Building Hybrid Deep Learning Models for EEG-Based Seizure Detection
This article explores the design and implementation of a hybrid deep learning architecture combining CNN and Mamba Structured State Space Models (SSM) for EEG-based seizure detection, highlighting challenges, design choices, and real-world implications.
Introduction
Epilepsy is a neurological disorder characterized by recurrent seizures, affecting millions of people worldwide. Electroencephalography (EEG) is widely used to monitor brain activity and detect seizure patterns. However, manual analysis of EEG signals is time-consuming and prone to error, making automated detection systems a critical area of research.

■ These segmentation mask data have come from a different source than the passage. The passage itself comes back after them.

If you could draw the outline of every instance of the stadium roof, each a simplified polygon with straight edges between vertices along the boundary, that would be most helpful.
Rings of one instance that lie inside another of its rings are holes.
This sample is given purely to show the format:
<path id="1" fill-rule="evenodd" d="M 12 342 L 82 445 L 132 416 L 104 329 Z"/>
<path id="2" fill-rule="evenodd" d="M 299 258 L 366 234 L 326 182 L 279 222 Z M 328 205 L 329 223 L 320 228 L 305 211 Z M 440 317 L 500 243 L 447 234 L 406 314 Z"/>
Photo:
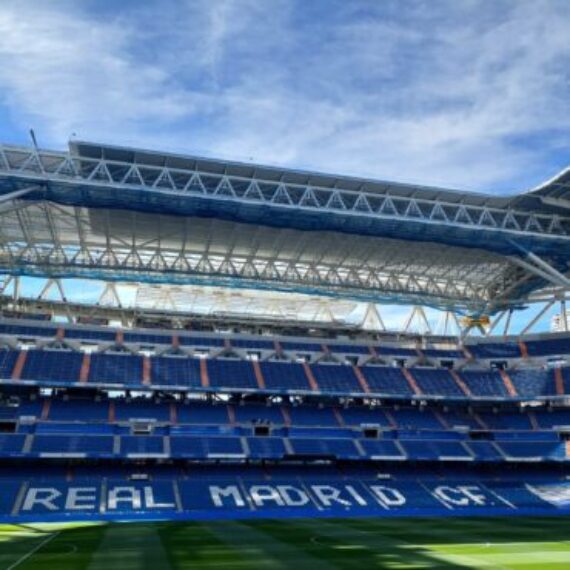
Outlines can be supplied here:
<path id="1" fill-rule="evenodd" d="M 568 172 L 514 196 L 87 142 L 0 147 L 0 271 L 493 313 L 567 289 Z"/>

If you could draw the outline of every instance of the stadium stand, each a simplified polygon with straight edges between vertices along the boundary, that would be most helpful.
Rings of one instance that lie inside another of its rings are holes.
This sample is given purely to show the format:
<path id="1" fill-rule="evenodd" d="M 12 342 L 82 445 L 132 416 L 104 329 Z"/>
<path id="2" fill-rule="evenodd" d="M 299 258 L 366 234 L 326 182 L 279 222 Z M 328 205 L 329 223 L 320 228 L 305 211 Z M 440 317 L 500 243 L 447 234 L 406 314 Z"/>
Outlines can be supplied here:
<path id="1" fill-rule="evenodd" d="M 18 200 L 0 522 L 570 509 L 570 334 L 507 330 L 545 275 L 567 279 L 563 209 L 78 141 L 27 152 L 0 153 Z M 47 279 L 33 299 L 29 275 Z M 97 302 L 46 294 L 77 275 L 105 283 Z M 133 308 L 113 302 L 136 279 Z M 240 307 L 211 302 L 232 288 Z M 404 330 L 380 301 L 413 305 Z M 461 334 L 412 332 L 420 305 Z M 509 315 L 502 336 L 481 307 Z"/>

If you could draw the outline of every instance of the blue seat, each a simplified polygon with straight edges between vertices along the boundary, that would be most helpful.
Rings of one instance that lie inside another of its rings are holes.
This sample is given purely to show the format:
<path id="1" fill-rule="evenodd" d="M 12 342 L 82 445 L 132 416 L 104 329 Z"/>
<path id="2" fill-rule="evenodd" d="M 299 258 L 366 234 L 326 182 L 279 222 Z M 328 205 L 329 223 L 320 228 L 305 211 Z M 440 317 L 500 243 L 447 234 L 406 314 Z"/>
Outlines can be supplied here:
<path id="1" fill-rule="evenodd" d="M 402 451 L 390 439 L 361 439 L 360 445 L 370 459 L 404 459 Z"/>
<path id="2" fill-rule="evenodd" d="M 185 356 L 153 356 L 150 359 L 152 384 L 159 386 L 201 386 L 200 361 Z"/>
<path id="3" fill-rule="evenodd" d="M 274 425 L 285 423 L 279 406 L 266 406 L 263 404 L 236 405 L 234 406 L 234 411 L 237 423 L 270 422 Z"/>
<path id="4" fill-rule="evenodd" d="M 291 418 L 291 425 L 294 426 L 339 426 L 332 408 L 293 406 L 286 409 Z"/>
<path id="5" fill-rule="evenodd" d="M 509 396 L 498 370 L 462 370 L 459 375 L 474 396 Z"/>
<path id="6" fill-rule="evenodd" d="M 519 368 L 510 370 L 509 377 L 519 396 L 553 396 L 556 394 L 553 370 Z"/>
<path id="7" fill-rule="evenodd" d="M 311 371 L 321 392 L 362 393 L 362 388 L 351 366 L 312 364 Z"/>
<path id="8" fill-rule="evenodd" d="M 171 436 L 172 457 L 188 459 L 207 459 L 215 457 L 245 457 L 245 452 L 238 437 L 226 436 Z"/>
<path id="9" fill-rule="evenodd" d="M 121 437 L 121 455 L 163 454 L 163 438 L 147 435 L 124 435 Z"/>
<path id="10" fill-rule="evenodd" d="M 339 459 L 358 459 L 360 454 L 352 439 L 290 438 L 296 455 L 333 455 Z"/>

In this project, I developed a hybrid deep learning model that integrates Convolutional Neural Networks (CNNs) with the Mamba Structured State Space Model (SSM) to improve temporal and spatial feature extraction from EEG signals.
Problem Statement
Traditional deep learning models face several challenges in EEG signal analysis:
- High temporal complexity and noise in EEG signals
- Long-range temporal dependencies that CNNs struggle to capture
- Class imbalance between seizure and non-seizure data
- Generalization issues across patients
The goal was to design a model capable of capturing both local spatial features and long-term temporal patterns while maintaining computational efficiency.
Model Architecture
The proposed architecture consists of three main components:
- Signal Preprocessing
- Noise filtering and normalization of EEG signals
- Segmentation of continuous signals into fixed-length windows
- CNN Feature Extractor
- Convolutional layers for extracting spatial and local temporal features
- Batch normalization and dropout for regularization
- Mamba SSM Module
- Structured State Space Model blocks for modeling long-range temporal dependencies
- Integration with CNN outputs to enhance sequential representation
This hybrid design allows the model to leverage the strengths of both CNNs and state space models.
Implementation Details
- Frameworks: PyTorch, TensorFlow
- Dataset: CHB-MIT Scalp EEG Dataset
- Evaluation Metrics: Accuracy, Precision, Recall, F1-score
- Training Strategy: Handling class imbalance using weighted loss and data augmentation
Results and Insights
The hybrid model demonstrated strong performance in seizure detection tasks:
- Improved temporal pattern recognition compared to baseline CNN models
- Robust performance under class imbalance conditions
- Better generalization across patient datasets
Beyond accuracy, the model showed potential for real-time deployment in clinical environments due to its efficient architecture.
Real-World Implications
Automated EEG analysis systems can significantly reduce the workload of clinicians and improve diagnostic accuracy. Hybrid architectures like CNN + Mamba SSM open new possibilities for building intelligent healthcare systems capable of analyzing complex biomedical signals.
This project highlights the importance of combining modern deep learning architectures with domain-specific knowledge to solve real-world problems.
Conclusion
Hybrid deep learning models represent a promising direction for EEG-based seizure detection. By integrating CNNs with structured state space models, it is possible to capture both spatial and temporal dynamics effectively. Future work includes optimizing the model for real-time inference and extending the approach to other biomedical signal processing tasks.